Thursday, July 28, 2016

The Outsound Summit Continues with Two Distinctively Different Approaches to Improvisation

The second concert performance of the 2016 Outsound New Music Summit took place last night at the Community Music Center in the Mission. While the first program in the concert series concentrated on two intense thoroughly composed works, last night’s offerings were improvisations following two distinctively different approaches by their respective groups. One was a straight-ahead approach to free improvisation that served as a memorial for saxophonist Marco Eneidi, who died this past May 24, while the other involved the exploration of the sound potentials of different materials, somewhat in the spirit of compositions by John Cage such as “Water Music” (1952) and “Cartridge Music” (1960), both of which involved chance and/or indeterminate operations but not improvisation.

The Eneidi memorial was based on the recording sessions of his album Hell-Bent in the Pacific, distributed by the Lithuanian NoBusiness Records. Eneidi’s alto work was joined by Vinny Golia alternating among tenor, soprano, and sopranino saxophones and B-flat and bass clarinet, Lisa Mezzacappa on bass, and Vijay Anderson on drums. Last night those three musicians jammed as a trio, using their memories of those sessions as a point of departure. The result was two relatively sustained ventures into free improvisation with Golia alternating between tenor saxophone and bass clarinet in the first and moving from B-flat clarinet to alto saxophone in the second.

There was no questioning the intensity of energy in both of these pieces, but what was just as clear was how the spontaneity was driven by each performer’s awareness of the other two. Often Mezzacappa would establish the rhythmic foundation, plucking her amplified acoustic bass with an aggressive assertiveness that allowed Anderson to explore both alternative rhythms and judiciously chosen silences in his drum work. Mezzacappa also took one major bowed solo, departing from a steady rhythm to use sul ponticello bowing to weave around the upper natural harmonics with a rhetoric that sounded almost like some arcane incantation.

Incantation was also the operative concept behind Golia’s blowing. When Mezzacappa was most solid in her rhythms, Golia could wander into the stratosphere with his. Yet he also had a strong command of the full width of dynamic range, resulting in rhetorical stances that could turn on a dime between reflective and aggressive. Add to that the necessary breath control for multiphonic blowing and any number of awesome bursts of rapid-fire fingering and the result was the sort of uninhibited free jazz that reflected back on not only Eneidi but also Eneidi’s own influences, such as Cecil Taylor.

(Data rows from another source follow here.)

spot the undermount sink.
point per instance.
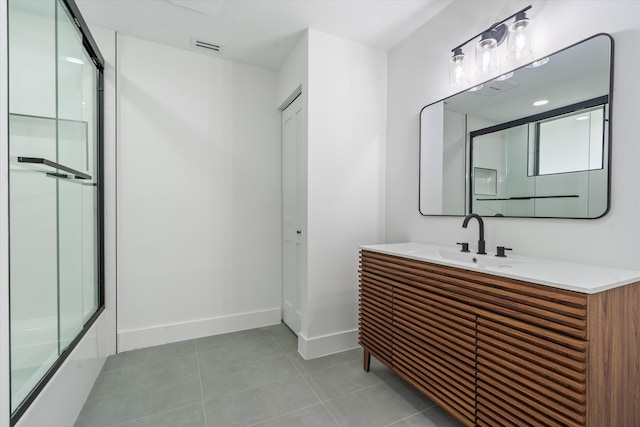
(469, 258)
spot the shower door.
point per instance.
(54, 191)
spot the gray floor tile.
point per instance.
(142, 376)
(289, 342)
(238, 354)
(146, 355)
(345, 378)
(127, 406)
(267, 371)
(376, 406)
(260, 404)
(324, 362)
(186, 416)
(280, 330)
(432, 417)
(315, 416)
(217, 342)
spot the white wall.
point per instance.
(418, 75)
(344, 96)
(199, 198)
(346, 150)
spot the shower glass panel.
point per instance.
(54, 211)
(33, 203)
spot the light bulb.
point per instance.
(519, 42)
(486, 56)
(457, 74)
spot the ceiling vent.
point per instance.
(205, 46)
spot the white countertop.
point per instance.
(584, 278)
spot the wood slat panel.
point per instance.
(513, 351)
(466, 418)
(563, 311)
(559, 343)
(512, 404)
(525, 288)
(449, 368)
(546, 402)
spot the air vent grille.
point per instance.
(206, 46)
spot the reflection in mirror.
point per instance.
(549, 166)
(496, 151)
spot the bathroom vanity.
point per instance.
(509, 341)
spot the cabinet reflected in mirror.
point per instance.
(493, 152)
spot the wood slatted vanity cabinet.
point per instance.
(495, 351)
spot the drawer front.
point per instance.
(434, 348)
(528, 377)
(556, 310)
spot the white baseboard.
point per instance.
(147, 337)
(311, 348)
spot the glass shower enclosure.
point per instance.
(55, 195)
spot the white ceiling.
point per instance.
(261, 32)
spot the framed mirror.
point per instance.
(534, 142)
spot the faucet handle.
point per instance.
(465, 246)
(500, 251)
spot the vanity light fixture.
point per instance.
(486, 49)
(519, 42)
(457, 68)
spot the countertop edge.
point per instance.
(631, 276)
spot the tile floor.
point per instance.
(252, 378)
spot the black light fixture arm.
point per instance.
(493, 27)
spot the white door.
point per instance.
(291, 223)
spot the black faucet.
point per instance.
(481, 242)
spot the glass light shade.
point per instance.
(519, 41)
(457, 68)
(486, 55)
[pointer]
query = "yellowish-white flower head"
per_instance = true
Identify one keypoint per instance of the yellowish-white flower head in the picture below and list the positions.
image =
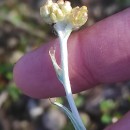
(61, 11)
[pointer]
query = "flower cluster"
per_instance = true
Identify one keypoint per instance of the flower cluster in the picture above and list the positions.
(61, 11)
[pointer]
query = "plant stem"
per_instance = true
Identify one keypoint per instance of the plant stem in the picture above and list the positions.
(65, 75)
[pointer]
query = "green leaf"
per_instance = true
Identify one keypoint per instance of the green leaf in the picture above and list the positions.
(74, 121)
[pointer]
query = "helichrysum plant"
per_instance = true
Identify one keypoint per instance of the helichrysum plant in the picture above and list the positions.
(65, 19)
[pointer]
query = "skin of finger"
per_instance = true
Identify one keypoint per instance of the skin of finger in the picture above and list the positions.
(98, 54)
(123, 124)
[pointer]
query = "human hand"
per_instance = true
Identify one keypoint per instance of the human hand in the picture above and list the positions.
(99, 54)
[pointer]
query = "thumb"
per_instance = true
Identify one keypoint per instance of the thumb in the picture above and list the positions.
(123, 124)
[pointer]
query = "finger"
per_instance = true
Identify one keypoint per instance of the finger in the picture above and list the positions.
(123, 124)
(98, 54)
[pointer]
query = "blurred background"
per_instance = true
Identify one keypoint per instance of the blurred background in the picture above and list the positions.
(22, 30)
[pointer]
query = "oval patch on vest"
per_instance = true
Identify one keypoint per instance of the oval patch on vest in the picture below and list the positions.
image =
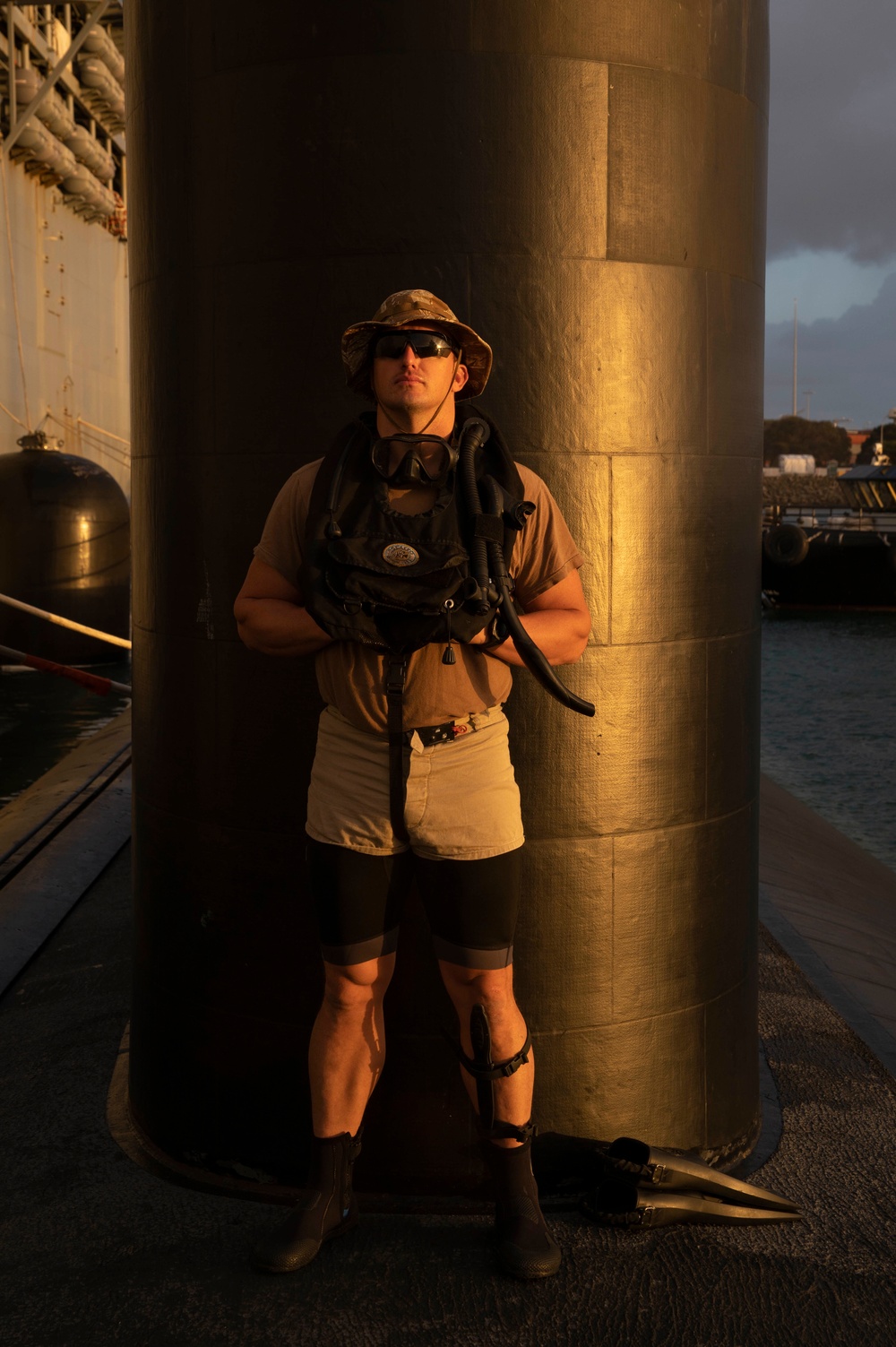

The exploratory approach to improvisation was taken by Thomas Carnacki, a group with a rotating cast of participants initiated by Gregory Scharpen and named after the fictional occult detective, who was the protagonist in a set of fantasy stories by William Hope Hodgson written in early twentieth-century England. Rotation of performers also implies rotation of resources. Last night Scharpen himself was at the controls of his electronic gear, providing input both from a violin and by vocalizing into a microphone. Both Cheryl E. Leonard and Gregory Hagan spend most of their time eliciting sounds from non-musical objects. Leonard has long been interested in playing objects collected from the natural world, and last night she seemed to be working with fossilizations of sea life found in the course of beach-combing. Most of Hagan’s objects were metallic, but he also had a violin. Indeed, both Leonard and Hagan used bowing techniques to create many of the sounds they produced. The remaining performer was Sheila Bosco behind an electronic keyboard that had been programmed to trigger a variety of different natural and man-made sounds.

The overall effect was one of a vast landscape, not unlike some of those large paintings or a slow-pan cinematic capture of an extensive terrain. The overall dynamic level was, for the most part, subdued. This facilitated drawing the ear of the attentive listener to subtle details, as the eye is often inclined to do when dealing with a very large image. Only towards the end of their set of a single continuous session did the group as a whole summon up an intense crescendo from which they could then recede into a silence in which their natural sounds gave way to ambient ones.